Redox Regulaton in Eukaryotic Cells Based on Thio-Redoxin Enzymes
by
Junji Yodoi
Department of Biological Responses
Institute for Viral Research
Kyoto University
53 Shogoin Kawahara-cho
Sakyo-ku, Kyoto 606-8407; JAPAN
E-mail: yodoi@virsul.virus.kyoto-u.ac.jp
Voice: 011-81-75-751-4024/4038
FAX: 011-81-75-761-5766

Proc. of the International Symposium for Oxidative Stress, Redox Regulation, and Signal Transduction: Clinical Implications, ed. by Junji Yodoi and Lester Packer (November 4-6, 1999) held at Kyodai Kaikan in Kyoto, JAPAN

ABSTRACT:

Growing evidence confirms the importance of Oxidation-Reduction reactions within the cellular components of all living species. In the past decade we have witnessed a remarkable growth of our knowledge regarding redox regulation in signal transduction as well as in the genetic control of eukaryotic cells. Thio-Redoxin -- and other members of this enzymatic family -- have been shown to play multiple roles in eukaryotic as well as prokaryotic cells forming a network with target molecules, including transcription factors, hormone receptors, and other signaling molecules, such as Ref-1 and Ask-1. As a unifying concept covering the entire homeostatic system in countering oxidative stress, we propose the paradigm of Redox Regulation . This involves the anti-oxidant glutathione , as well as the thio-redoxin families, to counter the damaging effects of Oxygen (O) and Nitric Oxide (NO) free-radicals (cross-linking of collagen and lipid peroxidation, leading to loss of membrane fluidity).

Human thio-redoxin, first described as cytokine-like molecules produced by virally-transformed or activated cells, is now known to be a unique stress protein strongly induced by a variety of intracellular and extracellular oxidative stressors in selective tissues and cells.

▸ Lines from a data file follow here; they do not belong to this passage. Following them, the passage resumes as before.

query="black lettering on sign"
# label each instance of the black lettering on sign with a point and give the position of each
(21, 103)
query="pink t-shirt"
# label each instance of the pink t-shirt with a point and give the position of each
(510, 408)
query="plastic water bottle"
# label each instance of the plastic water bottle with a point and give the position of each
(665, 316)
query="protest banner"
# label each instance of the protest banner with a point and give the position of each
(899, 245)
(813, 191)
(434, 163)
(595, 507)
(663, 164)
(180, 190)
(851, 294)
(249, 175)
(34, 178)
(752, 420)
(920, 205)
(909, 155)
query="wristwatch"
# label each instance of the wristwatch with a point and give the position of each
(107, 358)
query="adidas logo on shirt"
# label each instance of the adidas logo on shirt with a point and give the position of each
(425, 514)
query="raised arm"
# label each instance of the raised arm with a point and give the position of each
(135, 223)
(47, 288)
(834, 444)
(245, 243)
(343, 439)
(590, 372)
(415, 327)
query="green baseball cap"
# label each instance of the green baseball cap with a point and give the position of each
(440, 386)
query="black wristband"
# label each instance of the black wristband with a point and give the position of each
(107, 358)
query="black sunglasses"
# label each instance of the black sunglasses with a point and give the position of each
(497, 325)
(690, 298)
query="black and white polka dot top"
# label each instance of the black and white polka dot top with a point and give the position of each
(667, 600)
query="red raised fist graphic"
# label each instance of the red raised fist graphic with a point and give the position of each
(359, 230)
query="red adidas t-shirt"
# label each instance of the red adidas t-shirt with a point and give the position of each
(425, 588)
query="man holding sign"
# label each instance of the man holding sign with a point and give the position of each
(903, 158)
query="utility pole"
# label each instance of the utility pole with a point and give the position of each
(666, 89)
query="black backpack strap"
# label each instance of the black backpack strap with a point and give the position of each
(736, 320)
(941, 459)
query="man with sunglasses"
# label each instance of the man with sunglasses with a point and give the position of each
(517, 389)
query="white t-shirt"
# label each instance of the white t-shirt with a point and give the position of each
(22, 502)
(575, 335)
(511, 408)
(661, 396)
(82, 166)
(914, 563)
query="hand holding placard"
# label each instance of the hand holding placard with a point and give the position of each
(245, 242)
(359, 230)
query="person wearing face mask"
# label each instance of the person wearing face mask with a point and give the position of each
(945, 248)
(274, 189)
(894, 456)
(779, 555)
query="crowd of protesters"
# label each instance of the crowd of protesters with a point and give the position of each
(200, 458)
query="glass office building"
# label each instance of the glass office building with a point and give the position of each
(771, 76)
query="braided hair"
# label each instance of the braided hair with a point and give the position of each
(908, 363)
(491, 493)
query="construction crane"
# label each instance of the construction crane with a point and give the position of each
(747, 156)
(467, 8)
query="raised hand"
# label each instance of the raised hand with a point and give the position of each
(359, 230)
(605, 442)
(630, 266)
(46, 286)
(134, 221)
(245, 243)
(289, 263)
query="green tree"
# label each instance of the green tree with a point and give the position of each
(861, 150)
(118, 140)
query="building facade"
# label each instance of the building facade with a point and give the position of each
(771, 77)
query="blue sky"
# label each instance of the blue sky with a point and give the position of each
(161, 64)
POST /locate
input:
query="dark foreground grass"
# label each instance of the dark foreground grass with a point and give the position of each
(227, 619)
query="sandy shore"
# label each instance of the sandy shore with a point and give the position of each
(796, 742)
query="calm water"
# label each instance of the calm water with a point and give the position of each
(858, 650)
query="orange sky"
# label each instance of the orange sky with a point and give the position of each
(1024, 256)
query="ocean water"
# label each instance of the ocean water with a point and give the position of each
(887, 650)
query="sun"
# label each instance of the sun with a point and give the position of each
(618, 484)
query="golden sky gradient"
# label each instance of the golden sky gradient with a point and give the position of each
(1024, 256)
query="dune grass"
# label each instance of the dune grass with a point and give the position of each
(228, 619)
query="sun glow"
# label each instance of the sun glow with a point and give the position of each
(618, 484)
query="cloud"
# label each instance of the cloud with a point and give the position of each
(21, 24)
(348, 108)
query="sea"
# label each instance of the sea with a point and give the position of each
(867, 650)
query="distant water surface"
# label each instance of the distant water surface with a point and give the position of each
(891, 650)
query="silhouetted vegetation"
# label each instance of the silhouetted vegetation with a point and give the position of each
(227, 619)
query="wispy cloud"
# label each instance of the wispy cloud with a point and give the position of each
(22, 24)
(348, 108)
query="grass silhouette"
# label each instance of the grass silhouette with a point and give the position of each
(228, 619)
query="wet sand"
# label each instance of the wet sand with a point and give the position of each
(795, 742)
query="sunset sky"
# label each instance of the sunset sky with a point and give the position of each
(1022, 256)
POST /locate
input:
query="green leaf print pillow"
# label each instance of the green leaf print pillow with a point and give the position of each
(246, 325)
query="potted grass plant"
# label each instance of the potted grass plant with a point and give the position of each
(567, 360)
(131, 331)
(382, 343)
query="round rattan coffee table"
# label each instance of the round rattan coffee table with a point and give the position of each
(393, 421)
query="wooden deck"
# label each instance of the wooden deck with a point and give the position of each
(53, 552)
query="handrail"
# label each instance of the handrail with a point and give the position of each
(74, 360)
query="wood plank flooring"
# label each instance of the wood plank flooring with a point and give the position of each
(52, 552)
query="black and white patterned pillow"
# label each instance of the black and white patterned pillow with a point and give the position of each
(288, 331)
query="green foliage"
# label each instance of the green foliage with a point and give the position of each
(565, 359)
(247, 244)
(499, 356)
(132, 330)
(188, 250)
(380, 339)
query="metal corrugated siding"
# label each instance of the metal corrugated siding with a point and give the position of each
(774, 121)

Recently, chemokine -- as well as the cytokine-like activities of TRX -- have become a more critical issue in various pathophysiological pathways including active viral infection, immuno-inflammatory disorders, and cancer (oncogenesis). A colony of transgenic mice over-expressing TRX [up-regulation of the TRX gene] against UV in the bone marrow have now demonstrated a significant increase in lifespan. Furthermore, recombinant TRX shows a definite cytoprotective activity both in vitro and in vivo, suggesting the utilization of this molecule in protecting against oxidative stress in vivo.

The list of molecules interacting with the "TRX family" is increasing. For example, TBP2 is one of the recently-described TRX targets, identical to Vitamin D3 up-regulated Protein 1, shown to have TRX-inhibitory activity. The role of TRX-family molecules within the cell cycle, in differentiation, and in the control of apoptosis is discussed.